Ireland has avoided confronting its repressive laws by exporting its abortions. That must stop

Savita Halappanavar should still be alive. Her death should be the galvanising moment for Ireland to reform its abortion laws, says Sarah Ditum.

Savita Halappanavar should still be alive. Her husband should not be a widower. When she was admitted to hospital on 21 October suffering a miscarriage, and it was found that there was no chance of the baby surviving, the staff of University Hospital Galway should have acted at once to protect her life by performing an abortion. Instead, her husband says that her requests for a termination were refused on the grounds that a foetal heartbeat was present. “The consultant said it was the law, that this is a Catholic country,” Praveen Halappanavar told the Irish Times.

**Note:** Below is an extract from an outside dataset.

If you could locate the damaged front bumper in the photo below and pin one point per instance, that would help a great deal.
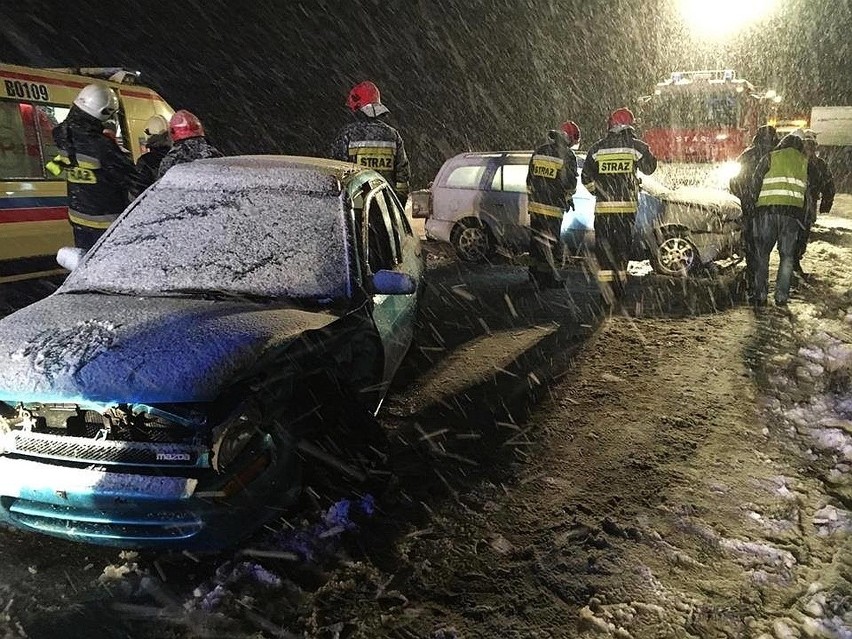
(156, 507)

With appropriate medical care, Savita could perhaps have been in her home again within a few days, where she and her husband could have begun the painful process of recovery from the loss of the child they wanted. Instead, the hospital apparently refused to remove the remains of the foetus until it was dead – which took an agonising five and a half days. By then, she had contracted the infection that would kill her. On 28 October, a week after her original presentation at hospital, Savita died of septicemia and E.coli.

Even under Ireland’s remarkably harsh abortion law, this should not have happened. Abortion is not available to preserve the physical or mental health of the woman; rape or incest are not valid reasons under Irish law; you would not be entitled to an abortion on the grounds of foetal abnormality, or for economic or social reasons. The one circumstance in which abortion is permitted is when the life of the mother is at risk. The two investigations into Savita’s death should establish why the law was not followed in her case, and perhaps whether there was some element of racism in claiming a religious motive for denying treatment to an Indian woman of Hindu faith.

But the truth is that, even if Savita’s death was avoidable under Irish law, Irish law has fostered the environment in which doctors made the decisions that led to her death. Over many decades, the Irish government has defied public opinion in favour of some liberalisation, and enforced an ultra-conservative constitution that places the foetus’ life on an equal footing with the woman’s. In doing so, the government has hypocritically benefitted from Ireland’s geographical closeness to England. Ireland has avoided confronting its repressive laws by exporting its abortions.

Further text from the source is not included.